I just read a great article in Forbes where they interview Steve Ballmer.
It’s a pretty nuanced and balanced portrayal of the CEO of Microsoft.
Some choice quotes:
Will Microsoft be disrupted? I don’t know. So far we’ve done a pretty good job of avoiding it. It doesn’t mean we’ve done a perfect job, doesn’t mean there aren’t things of which I’d say, gosh, I wish we had invented that or we were first to this or that or the other thing. But nonetheless we’ve done a pretty amazing job.
The one thing that I think separates Microsoft from a lot of other people is we make bold bets. We’re persistent about them, but we make them. A lot of people won’t make a bold bet. A bold bet doesn’t assure you of winning, but if you make no bold bets you can’t continue to succeed. Our industry doesn’t allow you to rest on your laurels forever. I mean, you can milk any great idea.
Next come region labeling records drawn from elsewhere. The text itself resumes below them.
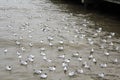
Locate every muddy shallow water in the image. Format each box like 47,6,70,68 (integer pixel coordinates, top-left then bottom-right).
0,0,120,80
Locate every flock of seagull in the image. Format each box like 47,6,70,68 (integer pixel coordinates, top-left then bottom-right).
1,21,119,79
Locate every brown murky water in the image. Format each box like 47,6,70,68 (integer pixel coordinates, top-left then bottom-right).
0,0,120,80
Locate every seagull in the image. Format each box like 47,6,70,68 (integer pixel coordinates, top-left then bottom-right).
62,62,68,67
40,40,43,43
49,42,53,47
58,46,64,51
40,52,46,56
4,49,8,53
40,47,45,51
58,54,65,59
68,71,75,77
29,43,33,47
18,55,22,59
6,66,12,71
27,57,34,62
63,66,68,74
113,58,118,63
40,73,48,79
92,58,97,64
100,63,107,68
16,51,21,56
90,48,94,54
88,54,93,60
49,66,56,71
47,36,53,41
78,57,82,61
96,27,102,33
59,41,64,45
72,52,79,57
21,47,25,52
20,60,28,66
28,54,35,58
104,51,110,57
33,69,43,75
16,41,21,45
110,32,115,36
98,73,105,78
64,59,70,63
77,69,84,74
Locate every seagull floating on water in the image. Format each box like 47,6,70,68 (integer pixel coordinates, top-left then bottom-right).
49,66,56,71
4,49,8,53
40,73,48,79
33,69,43,75
6,66,12,71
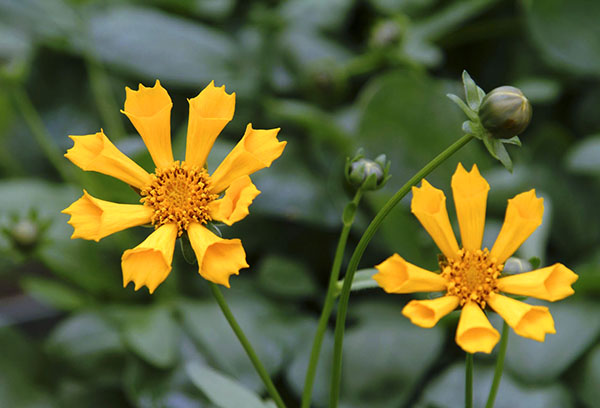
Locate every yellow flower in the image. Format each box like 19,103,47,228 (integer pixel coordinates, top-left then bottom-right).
373,163,577,353
63,81,286,293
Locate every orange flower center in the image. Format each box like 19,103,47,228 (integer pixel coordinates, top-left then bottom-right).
440,248,503,309
140,161,218,235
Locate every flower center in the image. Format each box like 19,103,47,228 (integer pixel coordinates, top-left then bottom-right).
140,161,218,235
440,248,503,309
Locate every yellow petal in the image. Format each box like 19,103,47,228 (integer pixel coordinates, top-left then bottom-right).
211,124,287,194
121,224,177,293
452,163,490,251
498,263,579,302
62,190,153,241
121,80,173,168
208,176,260,225
373,254,448,293
456,302,500,354
402,296,459,329
488,293,556,341
65,131,152,189
490,190,544,263
185,81,235,167
187,222,248,287
410,179,458,258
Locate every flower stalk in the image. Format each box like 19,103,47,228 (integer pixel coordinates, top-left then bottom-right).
329,134,474,408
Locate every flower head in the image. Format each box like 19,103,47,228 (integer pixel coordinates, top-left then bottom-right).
63,81,286,293
373,164,577,353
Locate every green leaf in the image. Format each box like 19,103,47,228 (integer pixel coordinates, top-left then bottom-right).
185,362,267,408
258,256,317,298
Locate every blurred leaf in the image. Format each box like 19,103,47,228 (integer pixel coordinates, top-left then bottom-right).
186,362,267,408
78,7,235,87
506,300,600,383
21,276,89,311
419,362,573,408
112,306,179,368
524,0,600,75
566,134,600,176
258,256,317,298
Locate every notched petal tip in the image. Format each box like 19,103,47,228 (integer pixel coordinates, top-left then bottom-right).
373,254,447,293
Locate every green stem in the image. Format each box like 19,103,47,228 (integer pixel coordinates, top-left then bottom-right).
329,135,473,408
485,322,508,408
465,353,473,408
208,282,286,408
302,189,362,408
12,84,72,180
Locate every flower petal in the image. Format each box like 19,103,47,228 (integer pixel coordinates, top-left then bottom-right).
121,224,177,293
62,190,153,241
456,302,500,354
490,190,544,263
488,293,556,341
402,296,459,329
185,81,235,167
410,179,458,258
65,131,152,189
187,222,248,287
373,254,448,293
452,163,490,251
498,263,579,302
208,176,260,225
211,124,287,194
121,80,173,168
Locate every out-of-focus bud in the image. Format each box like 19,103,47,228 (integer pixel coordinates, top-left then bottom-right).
479,86,532,139
346,149,391,190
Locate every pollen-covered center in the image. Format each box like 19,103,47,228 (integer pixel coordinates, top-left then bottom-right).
140,162,218,235
440,248,503,309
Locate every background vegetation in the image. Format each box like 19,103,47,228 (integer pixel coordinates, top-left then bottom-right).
0,0,600,408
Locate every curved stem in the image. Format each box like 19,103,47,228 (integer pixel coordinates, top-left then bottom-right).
485,322,508,408
329,135,473,408
302,189,362,408
208,282,286,408
465,353,473,408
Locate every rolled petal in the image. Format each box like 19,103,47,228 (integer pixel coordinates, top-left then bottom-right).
498,263,579,302
121,224,177,293
185,81,235,167
373,254,448,293
187,223,248,287
62,190,153,241
65,130,152,189
121,80,173,168
211,124,287,194
410,179,458,258
488,293,556,341
456,302,500,354
402,296,459,329
490,190,544,263
208,176,260,225
452,163,490,251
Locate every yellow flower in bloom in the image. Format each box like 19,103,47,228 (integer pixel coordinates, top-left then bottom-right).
373,164,577,353
63,81,286,293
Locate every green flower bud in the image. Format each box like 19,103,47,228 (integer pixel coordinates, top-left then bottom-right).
479,86,532,139
346,150,390,190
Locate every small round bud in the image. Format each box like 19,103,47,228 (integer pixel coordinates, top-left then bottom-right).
479,86,532,139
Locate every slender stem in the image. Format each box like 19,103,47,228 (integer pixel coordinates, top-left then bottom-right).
329,135,473,408
485,322,508,408
465,353,473,408
208,282,286,408
302,189,362,408
12,84,71,180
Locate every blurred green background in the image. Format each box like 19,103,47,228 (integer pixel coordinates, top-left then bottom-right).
0,0,600,408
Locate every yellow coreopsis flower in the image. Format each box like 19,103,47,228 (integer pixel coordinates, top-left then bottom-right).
373,163,577,353
63,80,286,293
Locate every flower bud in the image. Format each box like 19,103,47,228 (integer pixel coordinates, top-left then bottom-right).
479,86,532,139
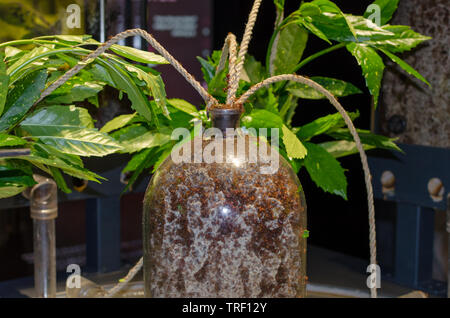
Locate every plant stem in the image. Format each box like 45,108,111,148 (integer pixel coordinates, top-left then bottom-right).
0,39,71,49
293,42,347,73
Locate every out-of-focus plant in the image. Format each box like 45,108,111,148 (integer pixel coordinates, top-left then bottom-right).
192,0,430,198
0,36,168,198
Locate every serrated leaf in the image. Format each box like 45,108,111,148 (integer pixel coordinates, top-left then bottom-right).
297,18,331,44
304,142,347,200
98,59,152,122
365,25,431,53
167,98,199,117
364,0,400,25
0,186,27,199
270,23,308,75
328,128,403,152
111,44,169,64
21,144,105,183
20,105,94,130
0,70,47,131
122,148,152,173
49,167,72,193
20,106,121,156
125,65,170,118
241,109,283,129
317,140,376,158
294,112,359,140
28,127,122,157
45,80,103,105
347,43,384,108
281,125,307,159
380,49,431,86
311,0,358,39
0,54,9,116
287,76,362,99
0,165,36,187
298,2,322,17
243,55,266,84
0,133,27,147
122,149,158,193
100,113,137,133
111,124,170,153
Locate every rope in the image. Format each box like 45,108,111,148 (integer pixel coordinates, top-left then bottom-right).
236,74,377,298
104,257,144,298
216,33,237,105
227,0,262,104
35,29,217,105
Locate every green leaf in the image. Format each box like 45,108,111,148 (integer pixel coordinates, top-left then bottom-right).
0,54,9,116
20,106,121,156
197,56,216,84
270,23,308,75
281,125,307,159
49,167,72,193
380,49,431,86
294,112,359,140
0,133,27,147
111,44,169,64
243,55,266,84
125,65,170,118
304,142,347,200
25,126,122,157
311,0,358,39
0,186,27,199
297,18,331,44
365,25,431,53
122,149,158,194
298,2,322,17
21,144,104,182
0,165,36,188
328,128,403,152
111,124,170,153
364,0,400,25
98,59,152,122
347,43,384,108
45,78,103,105
0,70,47,131
286,76,362,99
241,109,283,129
20,105,94,130
122,148,152,173
167,98,199,117
6,46,51,75
317,140,376,158
305,13,394,42
100,113,137,133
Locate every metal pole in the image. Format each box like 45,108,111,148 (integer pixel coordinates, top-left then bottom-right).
30,178,58,298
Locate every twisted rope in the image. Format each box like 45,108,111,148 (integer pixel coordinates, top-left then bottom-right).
35,29,217,105
227,0,262,104
104,257,144,298
216,33,237,105
236,74,377,298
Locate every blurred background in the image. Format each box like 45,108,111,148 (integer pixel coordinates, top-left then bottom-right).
0,0,450,298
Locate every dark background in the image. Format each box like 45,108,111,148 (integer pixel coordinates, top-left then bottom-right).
0,0,380,281
213,0,373,259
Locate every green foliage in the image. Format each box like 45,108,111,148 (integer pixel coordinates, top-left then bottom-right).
0,0,429,199
199,0,430,198
0,35,168,198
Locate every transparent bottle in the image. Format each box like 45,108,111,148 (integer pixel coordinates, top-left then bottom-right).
143,109,306,297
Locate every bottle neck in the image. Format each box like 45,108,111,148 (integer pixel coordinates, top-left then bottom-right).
210,108,241,136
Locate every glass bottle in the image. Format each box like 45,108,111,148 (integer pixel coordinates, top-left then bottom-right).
143,108,306,297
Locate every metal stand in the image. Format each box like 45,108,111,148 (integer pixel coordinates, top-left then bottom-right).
29,177,58,298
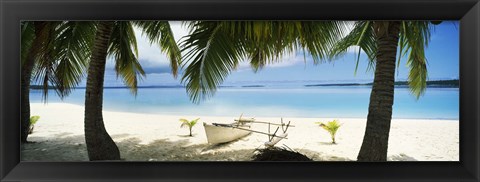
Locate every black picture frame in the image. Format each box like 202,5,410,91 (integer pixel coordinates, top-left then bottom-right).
0,0,480,182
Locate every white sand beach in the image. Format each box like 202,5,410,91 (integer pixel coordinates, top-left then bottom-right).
21,103,459,161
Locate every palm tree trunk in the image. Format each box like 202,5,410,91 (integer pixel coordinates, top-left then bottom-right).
20,21,45,143
357,21,400,161
85,21,120,161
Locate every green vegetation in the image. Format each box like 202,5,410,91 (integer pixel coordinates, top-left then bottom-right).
28,116,40,134
315,119,342,144
305,79,460,88
180,118,200,136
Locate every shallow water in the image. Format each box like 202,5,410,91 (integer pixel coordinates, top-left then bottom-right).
30,85,459,119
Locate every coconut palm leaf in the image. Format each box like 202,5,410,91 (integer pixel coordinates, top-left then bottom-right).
33,21,95,102
21,21,35,65
32,21,62,102
134,21,182,77
400,21,434,99
181,21,345,103
181,22,244,103
108,21,145,95
329,21,377,74
53,21,96,98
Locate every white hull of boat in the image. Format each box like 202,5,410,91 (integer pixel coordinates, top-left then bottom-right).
203,123,251,144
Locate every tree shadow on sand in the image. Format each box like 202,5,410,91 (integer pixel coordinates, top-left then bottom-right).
21,133,398,161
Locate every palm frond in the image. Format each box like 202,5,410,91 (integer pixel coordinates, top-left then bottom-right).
329,21,377,74
108,21,145,95
53,21,96,98
32,21,62,102
400,21,433,99
134,21,182,77
181,22,243,103
181,21,345,103
20,21,35,65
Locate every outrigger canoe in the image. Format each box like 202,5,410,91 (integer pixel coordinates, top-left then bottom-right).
203,122,252,144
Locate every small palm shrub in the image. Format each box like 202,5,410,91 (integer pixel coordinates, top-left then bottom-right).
180,118,200,136
28,116,40,134
315,119,342,144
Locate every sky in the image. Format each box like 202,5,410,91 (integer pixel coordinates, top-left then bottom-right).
96,21,460,86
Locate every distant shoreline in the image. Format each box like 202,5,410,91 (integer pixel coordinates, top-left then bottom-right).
305,79,460,88
30,79,460,90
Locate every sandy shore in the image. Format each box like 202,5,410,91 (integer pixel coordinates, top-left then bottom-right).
21,103,459,161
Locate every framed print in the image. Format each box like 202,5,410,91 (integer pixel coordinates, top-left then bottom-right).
0,0,480,181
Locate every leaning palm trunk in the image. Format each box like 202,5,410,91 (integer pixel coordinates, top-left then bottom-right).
357,22,400,161
20,22,45,143
85,22,120,161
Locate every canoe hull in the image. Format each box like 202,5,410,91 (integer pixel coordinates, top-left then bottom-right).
203,123,251,144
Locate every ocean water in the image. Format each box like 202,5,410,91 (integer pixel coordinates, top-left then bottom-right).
30,83,459,119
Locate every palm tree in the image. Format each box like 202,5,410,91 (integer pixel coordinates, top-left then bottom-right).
181,21,438,161
85,21,181,160
21,21,94,143
331,21,439,161
180,21,346,103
Any idea that turns out to be truly great can be harvested for tens of years. On the other hand, if you want to continue to be great, you’ve got to bet on new things, big, bold bets. It’s in our value statement; you go to our website.
And you’ve got to be patient. I think our patience and the fact that we make bold bets is well understood: Xbox, Bing. Our patience with those bets I think is starting to show some real return in terms of great products.
and he throws in the standard Bing hype:
I don’t know if that was a compliment or not, but nonetheless most most big companies either don’t have the gumption or the resources to make a big bet. We made a big bet on Xbox and I’m glad we did. We made a big bet on Bing, I’m glad we did. Bing hasn’t derived full financial return, but man, we have a product that delivers more relevant results than Google, and is more differentiated for social and for our Facebook partnership, than anything out there.
I love what we’re doing with Windows 8, and it’s a bold bet. We’re reimagining our number one product. That’s cool. But it’s not for the fainthearted. It takes a certain boldness and a certain persistence.
He also clarifies their stance on the Microsoft Surface:
With Surface we’re not opening up new ground in terms of having hardware capability. What we wanted to make sure was that no stone is left unturned in terms of really showing Windows 8 in its most innovative form. With Windows 8 you can get a tablet and a PC in a single package, and I think Surface probably proves that as well as anything.
Our goal is not to compete with hardware partners. The bulk of our Windows volume is going to come from our hardware partners.
The Microsoft Surface statement is interesting.
He makes it sound like Surface is just a reference device that will be one of many devices out there that will run Windows RT. To his credit, that’s a pretty unequivocal clarification but I’m still not sure that I buy it.
It still begs the question, what happens if consumers flock to the Surface at the expense of other OEM’s? Will Microsoft slow down supply to encourage consumers to look elsewhere?